Employees who were enthusiastic about working from home last spring are now missing out on learning and collaboration opportunities, and his desire to work from home is likely to diminish, he said. “The pendulum is always shaking.”

He added that in cities such as Berlin, the vacancy rate remains very low, which supports the market.

According to CBRE, rents in first-class offices in Berlin in the first quarter increased by about 2% year-on-year, in Paris by more than 5%, but in London’s West End remained stable. In the heart of New York, where there is a lot of free space, rents have fallen by more than 5%.

Warehouse worries

Investor interest in offices is growing as logistics (warehouses) start to look expensive.

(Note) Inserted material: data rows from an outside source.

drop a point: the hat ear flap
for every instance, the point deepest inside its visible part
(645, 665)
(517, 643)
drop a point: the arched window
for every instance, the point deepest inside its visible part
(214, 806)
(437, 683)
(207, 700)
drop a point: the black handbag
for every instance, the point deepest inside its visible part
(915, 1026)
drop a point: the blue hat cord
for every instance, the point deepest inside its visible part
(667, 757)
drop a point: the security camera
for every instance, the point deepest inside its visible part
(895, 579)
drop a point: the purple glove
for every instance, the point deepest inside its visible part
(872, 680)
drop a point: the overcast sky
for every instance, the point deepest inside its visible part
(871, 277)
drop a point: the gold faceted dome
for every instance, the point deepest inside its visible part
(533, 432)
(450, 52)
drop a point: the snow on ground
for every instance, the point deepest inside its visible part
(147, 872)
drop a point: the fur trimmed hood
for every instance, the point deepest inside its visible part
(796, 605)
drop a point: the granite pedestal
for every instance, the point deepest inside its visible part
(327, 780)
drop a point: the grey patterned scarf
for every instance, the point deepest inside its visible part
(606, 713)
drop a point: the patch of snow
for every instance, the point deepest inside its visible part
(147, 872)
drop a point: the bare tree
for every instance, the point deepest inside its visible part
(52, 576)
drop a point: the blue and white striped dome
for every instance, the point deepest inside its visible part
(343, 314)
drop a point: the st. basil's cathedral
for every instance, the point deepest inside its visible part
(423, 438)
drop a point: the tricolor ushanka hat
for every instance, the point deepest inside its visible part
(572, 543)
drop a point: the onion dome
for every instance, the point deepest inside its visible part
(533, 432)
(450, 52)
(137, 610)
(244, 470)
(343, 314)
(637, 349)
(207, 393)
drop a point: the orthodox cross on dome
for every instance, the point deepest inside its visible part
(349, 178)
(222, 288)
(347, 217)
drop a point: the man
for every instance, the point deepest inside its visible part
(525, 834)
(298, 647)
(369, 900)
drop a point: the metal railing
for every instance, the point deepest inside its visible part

“In five years, the profitability of logistics fell by 300 basis points from 7-9% to 4-6%. It is very difficult to make money in this area, ”said Breslauer of Patron Capital.

Logistics companies are struggling with last-mile shipping costs and are encouraging trends such as Amazon Fresh Stores pick-up points and fast grocery delivery services in small urban distribution centers.

These changes and a return to regular buying could affect the sector.

“Chasing one asset class is a lot of money,” said Zachary Gauge, a European real estate analyst at UBS.

“Logistics is a bit of a concern.”

(1 dollar = 0.7224 pounds)

Caroline Korn Report edited by Rachel Armstrong and Catherine Evans

Our criteria: Thomson Reuters Trust Principles.